Except UConn and the State of Connecticut didn’t sue the Big East. We sued the ACC, Miami and Boston College- and we didn’t sue them alone. Pittsburgh, West Virginia, Rutgers and Virginia Tech were also co-plaintiffs (until Tech dropped out after having received an ACC invite). Two of those schools now play in the ACC, so let’s not pretend that the suit is the reason we don’t. It was part of BCU’s reasoning why that school rejected our campaign for membership, but BCU alone couldn’t have kept us out- BCU using game theory to convince Clemson, FSU, et al that first Pittsburgh, and then Louisville, were adequate substitutions for us is why we were left out. Sure, Blumenthal was the responsible party for filing the lawsuit, but the ACC schools- save our friends to the northeast- seem to have gotten over the suit, especially when there was money to be made with us.

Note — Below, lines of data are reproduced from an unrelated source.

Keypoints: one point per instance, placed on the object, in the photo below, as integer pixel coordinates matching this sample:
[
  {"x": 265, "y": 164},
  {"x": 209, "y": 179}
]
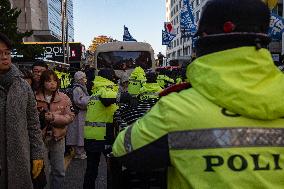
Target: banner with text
[
  {"x": 127, "y": 36},
  {"x": 187, "y": 21}
]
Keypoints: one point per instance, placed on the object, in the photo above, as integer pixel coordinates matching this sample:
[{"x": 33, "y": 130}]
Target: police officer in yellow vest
[
  {"x": 136, "y": 80},
  {"x": 227, "y": 130},
  {"x": 98, "y": 123}
]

The Big East “separation and divorce” had nothing to do with the lawsuit and everything to do with private, northeast, basketball-focused schools not wanting to send their track teams to Dallas for tilts with SMU that they would only have been scheduled for because of football, a sport they don’t care about. The brands of the schools in those far-flung states aren’t powerful enough to retain ties to the league- so they split. Had the Big East brought in the University of Texas instead of the University of Houston, or Louisiana State University instead of Tulane University, the basketball schools would never have left.
I get we might not look wonderful in the eyes of the college sports world, but if we could have helped a conference generate a substantially larger revenue figure than any of the other available schools, we would be in a P5 league today, lawsuit or not.